# Craft Vapour



## Sir Vape (17/4/14)

Anyone tried any of the CV juices?


----------



## Reinvanhardt (17/4/14)

The Inhaler said:


> Anyone tried any of the CV juices?



No and I don't believe there have been any reviews on it either. I only remembered Craft Vapour now again from his introductory post a while back. We've had a huge influx of quality local juices in recent times.

Just visited the site now and some of the flavours do look tantalizing. Would be awesome if @Mow@CraftVapour could showcase some of his juices at one of the vape meets we have bi-monthly in Jhb.

Have you any experience with CV?

Reactions: Like 1


----------



## Sir Vape (17/4/14)

Placed an order with them earlier. They sound good  

Will let you know.

Reactions: Like 1


----------



## Reinvanhardt (17/4/14)

The Inhaler said:


> Placed an order with them earlier. They sound good
> 
> Will let you know.



Excellent! Thank you


----------



## BhavZ (18/4/14)

Looking forward to the review of their juices!


----------



## Spiri (18/4/14)

I also visited the website, some of his flavours look really good. Only down side is that their juices are only on offer in 18mg (that would be like a kick in the nuts to me), sadly I wont be trying them due to this.


----------



## Andre (18/4/14)

That is R140.00 for what volume of juice? Do not see that on the web site, or am I missing it? They did promise us an opening special.

Reactions: Agree 1


----------



## Silver (18/4/14)

In his introductory thread on this forum, he mentioned it was 30ml for R140
But I agree, the bottle size is not visible on the web site
Also in his posts he said it would initially be available in 9mg and 18 mg. 

Maybe they havent officially launched yet

@Mow@CraftVapour , can you comment on the above?

Reactions: Like 1


----------



## Sir Vape (18/4/14)

It's def 30ml doesn't give you nicotine options. Seems 18mg is standard. Prefer 9mg myself as well


----------



## Mauritz (3/6/14)

Hi Guys , 

Only now stumbled onto this thread. We have relaunched with a new site that should better clarify that we are shipping 30ml glass bottles with droppers. 

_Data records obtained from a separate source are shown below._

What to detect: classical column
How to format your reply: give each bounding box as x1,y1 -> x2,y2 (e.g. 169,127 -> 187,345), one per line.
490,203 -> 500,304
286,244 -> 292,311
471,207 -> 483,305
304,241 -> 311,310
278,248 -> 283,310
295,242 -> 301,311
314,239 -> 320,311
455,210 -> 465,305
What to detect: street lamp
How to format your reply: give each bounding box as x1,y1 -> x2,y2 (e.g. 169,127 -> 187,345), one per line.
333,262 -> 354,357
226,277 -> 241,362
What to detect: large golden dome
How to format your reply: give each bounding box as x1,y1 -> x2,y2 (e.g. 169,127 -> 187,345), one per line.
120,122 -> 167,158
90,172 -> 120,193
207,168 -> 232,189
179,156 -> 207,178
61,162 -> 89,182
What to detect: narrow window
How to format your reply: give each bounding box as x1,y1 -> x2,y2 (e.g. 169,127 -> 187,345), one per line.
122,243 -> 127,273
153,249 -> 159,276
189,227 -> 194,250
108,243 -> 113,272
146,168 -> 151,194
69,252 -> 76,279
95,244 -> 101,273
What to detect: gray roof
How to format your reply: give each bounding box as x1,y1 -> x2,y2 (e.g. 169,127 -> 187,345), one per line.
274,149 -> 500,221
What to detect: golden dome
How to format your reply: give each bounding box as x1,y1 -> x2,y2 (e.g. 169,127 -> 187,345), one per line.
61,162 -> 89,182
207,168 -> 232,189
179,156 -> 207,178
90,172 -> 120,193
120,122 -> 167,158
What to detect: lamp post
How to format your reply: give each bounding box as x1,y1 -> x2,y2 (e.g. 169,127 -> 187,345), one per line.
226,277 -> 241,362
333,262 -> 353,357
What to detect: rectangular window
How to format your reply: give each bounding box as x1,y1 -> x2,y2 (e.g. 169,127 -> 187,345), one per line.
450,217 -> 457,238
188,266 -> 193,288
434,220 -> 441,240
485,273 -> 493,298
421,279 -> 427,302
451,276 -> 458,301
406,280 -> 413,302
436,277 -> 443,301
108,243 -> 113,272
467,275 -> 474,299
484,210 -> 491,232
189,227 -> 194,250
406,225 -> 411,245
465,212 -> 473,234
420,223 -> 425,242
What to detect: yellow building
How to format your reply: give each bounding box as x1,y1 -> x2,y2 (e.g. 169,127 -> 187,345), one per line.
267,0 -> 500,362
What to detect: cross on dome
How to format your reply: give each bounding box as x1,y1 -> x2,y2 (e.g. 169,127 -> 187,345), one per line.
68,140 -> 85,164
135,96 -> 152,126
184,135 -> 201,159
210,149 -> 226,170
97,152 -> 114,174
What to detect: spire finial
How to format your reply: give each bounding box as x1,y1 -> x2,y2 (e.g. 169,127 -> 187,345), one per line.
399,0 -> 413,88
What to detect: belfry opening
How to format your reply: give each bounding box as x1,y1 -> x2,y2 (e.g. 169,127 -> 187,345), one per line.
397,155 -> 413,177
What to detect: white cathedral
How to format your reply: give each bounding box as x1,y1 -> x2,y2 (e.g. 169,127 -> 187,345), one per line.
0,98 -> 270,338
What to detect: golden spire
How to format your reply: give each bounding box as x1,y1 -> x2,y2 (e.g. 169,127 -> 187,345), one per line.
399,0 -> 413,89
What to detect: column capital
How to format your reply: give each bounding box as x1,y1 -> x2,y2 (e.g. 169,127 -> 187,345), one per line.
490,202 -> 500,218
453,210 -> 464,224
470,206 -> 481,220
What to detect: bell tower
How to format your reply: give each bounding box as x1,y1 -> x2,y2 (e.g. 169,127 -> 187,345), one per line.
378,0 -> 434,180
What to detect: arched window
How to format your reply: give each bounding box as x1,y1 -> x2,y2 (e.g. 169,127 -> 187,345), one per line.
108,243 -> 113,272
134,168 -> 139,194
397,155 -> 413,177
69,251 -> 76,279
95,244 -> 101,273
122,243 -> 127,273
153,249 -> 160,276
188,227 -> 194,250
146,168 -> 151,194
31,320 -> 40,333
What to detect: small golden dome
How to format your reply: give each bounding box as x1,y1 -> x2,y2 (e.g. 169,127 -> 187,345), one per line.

We have every intention of launching 9mg liquids in the near future. We are trying to get a feel for the overall demand so that we can stock proportionally to the demand for both 18mg and 9mg. 

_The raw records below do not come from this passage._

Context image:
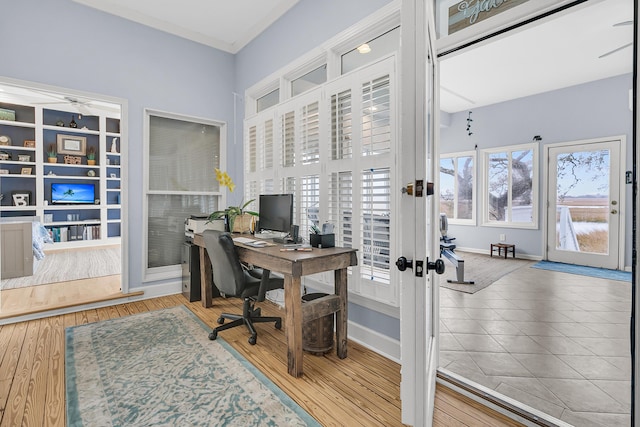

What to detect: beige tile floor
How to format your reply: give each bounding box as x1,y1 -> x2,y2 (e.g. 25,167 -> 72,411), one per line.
440,267 -> 631,427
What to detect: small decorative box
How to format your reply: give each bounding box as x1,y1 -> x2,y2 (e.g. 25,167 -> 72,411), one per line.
309,234 -> 336,248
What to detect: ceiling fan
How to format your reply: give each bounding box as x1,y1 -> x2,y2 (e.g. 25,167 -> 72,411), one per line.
598,21 -> 633,59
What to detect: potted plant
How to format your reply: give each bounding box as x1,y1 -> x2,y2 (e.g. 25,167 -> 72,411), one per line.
47,144 -> 58,163
87,147 -> 96,165
209,169 -> 258,233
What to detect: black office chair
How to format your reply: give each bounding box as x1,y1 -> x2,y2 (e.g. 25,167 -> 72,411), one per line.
202,230 -> 284,345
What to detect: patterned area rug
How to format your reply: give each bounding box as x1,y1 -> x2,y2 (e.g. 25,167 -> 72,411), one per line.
531,261 -> 631,282
440,251 -> 535,294
0,247 -> 120,290
65,306 -> 319,427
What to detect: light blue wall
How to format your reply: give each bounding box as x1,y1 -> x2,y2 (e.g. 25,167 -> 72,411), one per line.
0,0 -> 236,287
440,74 -> 633,266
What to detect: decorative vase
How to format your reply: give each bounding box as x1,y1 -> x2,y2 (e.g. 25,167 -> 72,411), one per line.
233,214 -> 253,233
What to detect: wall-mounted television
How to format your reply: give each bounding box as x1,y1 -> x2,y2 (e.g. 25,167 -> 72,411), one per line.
51,182 -> 96,205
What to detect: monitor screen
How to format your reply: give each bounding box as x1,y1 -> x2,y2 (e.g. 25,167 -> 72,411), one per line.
258,194 -> 293,233
51,183 -> 96,205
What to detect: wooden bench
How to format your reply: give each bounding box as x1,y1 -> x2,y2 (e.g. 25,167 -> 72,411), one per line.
491,243 -> 516,259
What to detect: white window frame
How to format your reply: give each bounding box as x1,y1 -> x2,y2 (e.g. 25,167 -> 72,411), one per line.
480,143 -> 540,229
438,151 -> 479,225
142,108 -> 227,283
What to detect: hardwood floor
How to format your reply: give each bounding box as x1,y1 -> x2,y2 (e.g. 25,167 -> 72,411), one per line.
0,295 -> 520,427
0,275 -> 143,320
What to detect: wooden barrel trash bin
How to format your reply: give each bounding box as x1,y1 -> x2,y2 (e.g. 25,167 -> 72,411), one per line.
302,293 -> 333,356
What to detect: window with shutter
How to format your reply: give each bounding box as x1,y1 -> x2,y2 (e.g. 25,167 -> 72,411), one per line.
298,175 -> 320,236
331,90 -> 353,160
300,101 -> 320,165
362,75 -> 391,156
329,171 -> 354,248
247,126 -> 258,172
282,111 -> 296,168
440,152 -> 476,224
143,110 -> 225,280
360,168 -> 391,283
262,119 -> 273,169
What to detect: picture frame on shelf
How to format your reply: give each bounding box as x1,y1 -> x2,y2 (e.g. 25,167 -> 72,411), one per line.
11,190 -> 31,206
57,134 -> 87,156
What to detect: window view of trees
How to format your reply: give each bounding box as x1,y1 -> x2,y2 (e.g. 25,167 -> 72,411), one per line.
486,148 -> 534,223
440,153 -> 475,222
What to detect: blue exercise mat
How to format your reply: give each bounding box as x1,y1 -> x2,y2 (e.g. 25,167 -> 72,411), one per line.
531,261 -> 631,282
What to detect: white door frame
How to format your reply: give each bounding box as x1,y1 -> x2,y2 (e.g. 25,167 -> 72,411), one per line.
542,135 -> 627,270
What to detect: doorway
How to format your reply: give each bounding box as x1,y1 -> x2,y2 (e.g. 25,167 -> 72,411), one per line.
545,139 -> 624,269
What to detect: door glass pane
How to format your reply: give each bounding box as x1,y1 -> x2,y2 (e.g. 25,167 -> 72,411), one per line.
556,150 -> 611,254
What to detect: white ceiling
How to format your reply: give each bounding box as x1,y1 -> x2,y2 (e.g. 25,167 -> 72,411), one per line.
73,0 -> 298,53
0,0 -> 633,114
440,0 -> 633,113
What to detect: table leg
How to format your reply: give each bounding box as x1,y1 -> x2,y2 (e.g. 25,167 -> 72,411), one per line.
200,246 -> 213,307
284,274 -> 302,378
334,268 -> 348,359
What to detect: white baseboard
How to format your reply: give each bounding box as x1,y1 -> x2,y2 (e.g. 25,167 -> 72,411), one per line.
0,281 -> 182,325
347,322 -> 400,363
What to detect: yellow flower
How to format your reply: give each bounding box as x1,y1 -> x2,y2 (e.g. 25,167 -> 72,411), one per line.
216,168 -> 236,192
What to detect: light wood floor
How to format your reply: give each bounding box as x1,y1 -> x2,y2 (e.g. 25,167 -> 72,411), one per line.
0,295 -> 520,427
0,274 -> 143,320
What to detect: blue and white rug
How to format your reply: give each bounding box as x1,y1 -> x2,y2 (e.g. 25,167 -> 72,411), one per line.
531,261 -> 631,282
65,306 -> 319,427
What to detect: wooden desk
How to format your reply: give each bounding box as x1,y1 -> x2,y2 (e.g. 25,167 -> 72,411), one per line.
193,234 -> 358,377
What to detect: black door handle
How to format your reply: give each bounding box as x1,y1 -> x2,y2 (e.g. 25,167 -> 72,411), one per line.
396,256 -> 413,271
427,258 -> 444,274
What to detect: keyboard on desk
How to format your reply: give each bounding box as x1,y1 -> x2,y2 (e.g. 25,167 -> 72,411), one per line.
253,231 -> 283,239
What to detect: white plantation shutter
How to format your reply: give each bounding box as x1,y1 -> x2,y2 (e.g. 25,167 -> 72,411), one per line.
298,175 -> 320,236
247,126 -> 258,172
281,111 -> 296,168
362,75 -> 391,156
262,119 -> 273,169
329,171 -> 354,248
281,177 -> 300,224
245,57 -> 399,307
300,101 -> 320,165
360,168 -> 391,283
331,90 -> 353,160
260,179 -> 275,194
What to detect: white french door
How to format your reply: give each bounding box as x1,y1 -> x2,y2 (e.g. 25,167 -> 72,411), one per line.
546,139 -> 624,269
396,0 -> 439,426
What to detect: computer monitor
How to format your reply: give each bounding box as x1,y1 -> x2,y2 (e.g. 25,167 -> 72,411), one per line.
258,194 -> 293,233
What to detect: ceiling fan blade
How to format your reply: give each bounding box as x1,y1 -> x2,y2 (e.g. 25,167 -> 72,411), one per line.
598,43 -> 633,59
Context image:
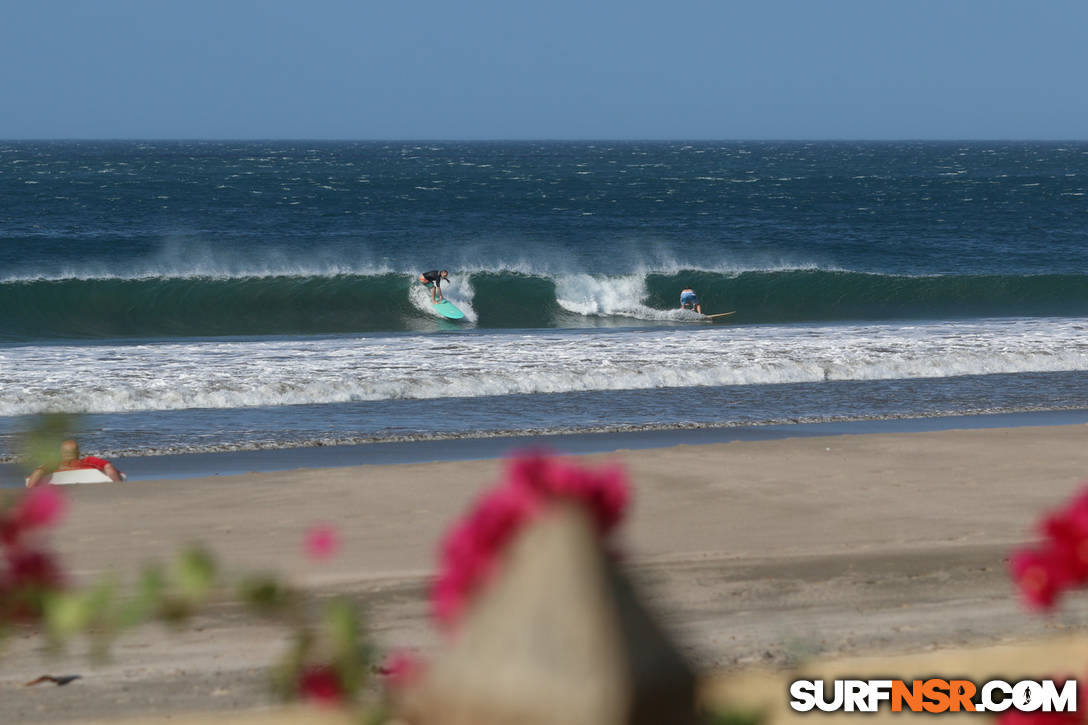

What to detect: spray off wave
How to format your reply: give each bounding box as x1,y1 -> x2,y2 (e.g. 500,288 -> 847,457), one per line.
0,319 -> 1088,416
0,269 -> 1088,342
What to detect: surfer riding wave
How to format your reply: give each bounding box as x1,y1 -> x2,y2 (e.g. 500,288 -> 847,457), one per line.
419,269 -> 449,305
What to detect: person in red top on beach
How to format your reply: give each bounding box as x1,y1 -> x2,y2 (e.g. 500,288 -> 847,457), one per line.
26,440 -> 122,489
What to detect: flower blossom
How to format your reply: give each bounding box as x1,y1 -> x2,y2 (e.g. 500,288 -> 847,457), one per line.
432,454 -> 629,627
1009,489 -> 1088,610
306,524 -> 339,561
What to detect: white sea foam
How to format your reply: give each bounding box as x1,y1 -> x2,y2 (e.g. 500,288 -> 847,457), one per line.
0,315 -> 1088,416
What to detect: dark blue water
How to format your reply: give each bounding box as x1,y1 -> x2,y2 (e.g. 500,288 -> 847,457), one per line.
0,142 -> 1088,454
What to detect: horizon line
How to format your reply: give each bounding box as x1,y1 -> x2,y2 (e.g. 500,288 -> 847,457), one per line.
0,136 -> 1088,144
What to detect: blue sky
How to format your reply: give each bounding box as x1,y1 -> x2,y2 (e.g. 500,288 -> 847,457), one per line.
0,0 -> 1088,139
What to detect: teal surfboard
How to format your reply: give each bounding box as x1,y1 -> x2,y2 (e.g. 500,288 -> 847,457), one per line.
434,299 -> 465,320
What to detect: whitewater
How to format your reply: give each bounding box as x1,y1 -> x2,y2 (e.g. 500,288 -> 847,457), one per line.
0,142 -> 1088,458
0,318 -> 1088,416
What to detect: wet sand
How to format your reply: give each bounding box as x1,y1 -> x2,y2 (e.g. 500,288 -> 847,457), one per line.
0,425 -> 1088,723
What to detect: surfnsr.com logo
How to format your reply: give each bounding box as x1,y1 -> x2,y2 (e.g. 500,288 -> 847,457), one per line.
790,677 -> 1077,713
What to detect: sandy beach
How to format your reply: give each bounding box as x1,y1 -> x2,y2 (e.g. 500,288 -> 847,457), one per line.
0,425 -> 1088,723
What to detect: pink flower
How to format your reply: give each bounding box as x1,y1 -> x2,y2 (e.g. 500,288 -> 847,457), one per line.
7,549 -> 63,589
306,524 -> 339,561
15,484 -> 64,529
378,650 -> 424,690
298,665 -> 347,705
1009,549 -> 1072,610
431,453 -> 628,626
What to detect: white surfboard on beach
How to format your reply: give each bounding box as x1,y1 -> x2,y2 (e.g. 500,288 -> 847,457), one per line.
24,468 -> 126,486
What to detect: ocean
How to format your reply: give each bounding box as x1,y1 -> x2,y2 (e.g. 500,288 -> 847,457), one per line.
0,142 -> 1088,460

While I will not put the option on the website at this time, you are welcome to pm me requests for 9mg eliquid. We will supply this on a by request basis until we launch 9mg later in June.

Regards,


----------



## Mauritz (3/6/14)

Craft Vapour will be at Vape Meet #4 as sponsors of the cloud chaser competition. Our liquids will be there for taste testing so please pop round and say hi.

Regards,

Reactions: Like 1


----------